As we were discussing when we talked about the Paloma, it is important to use 100% agave tequila or mezcal as a minimum standard, but there are plenty of good and inexpensive bottles that fall into this category. In terms of tequilas, I would recommend Cimarron, Olmeca Altos, or Real del Valle, while in terms of mezcal, Banhez, El Silencio, and Del Maguey Vida are all excellent, but there are plenty of great and affordable mixing spirits available.

Muddling limes is a bit of an issue with lime juice. Despite the fact that it presses the lime skins so you get more zest out of them, it is frustratingly inexact in terms of how much juice you will get from them. Almost always, you will have to tweak the balance post-shaking. In addition to using 0.75 oz. lime juice, it is equally acceptable to use just 0.75 oz. lime juice and be done with it. If you don't like it, you can cut or peel a small piece of lime skin, throw that in the drink and shake it.

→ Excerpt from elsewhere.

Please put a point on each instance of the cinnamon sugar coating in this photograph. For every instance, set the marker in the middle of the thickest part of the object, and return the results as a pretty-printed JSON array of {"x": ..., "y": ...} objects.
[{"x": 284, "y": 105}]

As it turns out, Ross's original recipe does not include cucumber when making this drink, which I learned many years ago with cucumbers. Although there are cucumbers in a Gordon's Breakfast, a gin version of this drink that (I believe) slightly predates it, they are not present here, at least not traditionally. While you can omit it, you may wish to do so. I think its presence as a shock absorber for the spice is much appreciated, so feel free to do so.

This recipe calls for Cholula as the hot sauce, which is, in fact, an excellent choice in this case. As well as Tapatio, I have used Sriracha, and I've also added home-made smoked fresno hot sauce, and all have been excellent. In general, I did not like Tabasco as much, but I also do not like it as much across the board, so I suspect you will enjoy it just fine no matter what you use.